Torontonian Kevin Fortnum, 24, doesn't have a land line or cellphone, and he doesn't own a TV set. It's not so much a matter of cost as it is of philosophy. "There is so much happening in our real world," he says. "It doesn't make sense to spend time looking down into your gadget's 1-inch screen."
Even when he received a digital camera as a gift, he let it gather dust in a drawer because it was too complicated to use.
Fortnum also wins Luddite points for writing a 256-page novel by hand. He says the old-school process gave him deeper insight into the second draft he had to type eventually for the distributor.
"I get a headache if I stare at any screen too long," he says.
Going off the online grid has a proud history. Literary legends railed against the machine of progress, with poets like Byron and Wordsworth leading the charge. They believed the human spirit was being stifled by "dark Satanic mills," as Blake wrote.

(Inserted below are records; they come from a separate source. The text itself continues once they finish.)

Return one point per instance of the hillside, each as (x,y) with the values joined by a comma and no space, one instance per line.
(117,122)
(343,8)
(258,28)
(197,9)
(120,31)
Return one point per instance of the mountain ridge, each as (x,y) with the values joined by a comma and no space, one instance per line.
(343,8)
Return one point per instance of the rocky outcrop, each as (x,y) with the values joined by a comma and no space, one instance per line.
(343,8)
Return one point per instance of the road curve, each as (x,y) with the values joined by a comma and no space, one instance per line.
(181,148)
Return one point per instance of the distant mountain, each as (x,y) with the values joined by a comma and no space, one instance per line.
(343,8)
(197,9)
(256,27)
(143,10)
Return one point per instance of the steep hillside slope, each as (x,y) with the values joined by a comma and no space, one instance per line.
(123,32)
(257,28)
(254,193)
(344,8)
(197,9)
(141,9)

The early innovations of the Industrial Revolution didn't always impress the average worker. The Luddite movement of the 1810s was named after a furious (possibly mythical) Leicestershire man named Ned Ludd who broke into a house in 1779 to destroy two machines used for knitting hosiery.
The movement of artisans trying to protect their livelihoods was later caricatured as backward, anti-technology and anti-science.

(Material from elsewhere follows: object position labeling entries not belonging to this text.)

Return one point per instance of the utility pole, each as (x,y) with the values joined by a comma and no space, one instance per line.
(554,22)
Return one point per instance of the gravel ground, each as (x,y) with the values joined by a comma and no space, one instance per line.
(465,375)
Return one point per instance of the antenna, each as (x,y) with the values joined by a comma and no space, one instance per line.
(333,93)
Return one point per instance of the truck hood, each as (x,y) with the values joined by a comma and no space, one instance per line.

Today's Luddites aren't the Amish of the common stereotype. They're the e-mail haters, Facebook holdouts, iPod naysayers and TV smashers. Well, smashing is illegal, so modern-day Luddites simply resist the urge to update their browsers and finally log off.

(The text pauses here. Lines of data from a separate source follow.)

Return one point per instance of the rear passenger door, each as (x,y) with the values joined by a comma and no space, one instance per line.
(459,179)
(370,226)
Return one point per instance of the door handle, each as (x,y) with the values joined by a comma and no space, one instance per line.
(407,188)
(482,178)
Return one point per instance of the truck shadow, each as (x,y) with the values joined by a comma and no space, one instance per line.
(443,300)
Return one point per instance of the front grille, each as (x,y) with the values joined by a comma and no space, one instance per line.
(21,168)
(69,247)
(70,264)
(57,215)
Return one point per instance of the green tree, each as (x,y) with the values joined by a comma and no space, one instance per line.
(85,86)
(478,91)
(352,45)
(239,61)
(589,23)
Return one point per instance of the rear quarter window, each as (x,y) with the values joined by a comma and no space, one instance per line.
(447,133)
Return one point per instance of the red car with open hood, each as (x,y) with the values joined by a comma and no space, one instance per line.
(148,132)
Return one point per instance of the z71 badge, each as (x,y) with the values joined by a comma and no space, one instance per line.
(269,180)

Some critics maintain that understanding why we do or don't adopt a certain technology is a better option than shunning anything with a battery.
"I would be happy if more people were better educated to think through why the tech they choose is best for them," says Jonathan Liebenau, a professor at the London School of Economics who has followed tech trends for 30 years. "We have seen many examples, such as the reduction in smoking, where educating people about such choices shifts communities away from fashions and fads into situations where they have real control that makes their lives better."
Wait - technology doesn't make our lives better? If Future Shop is lying to us, should we all adopt a neo-Luddite view?
Not if you ever again want to text your friend to save you a patio seat at the Black Bull.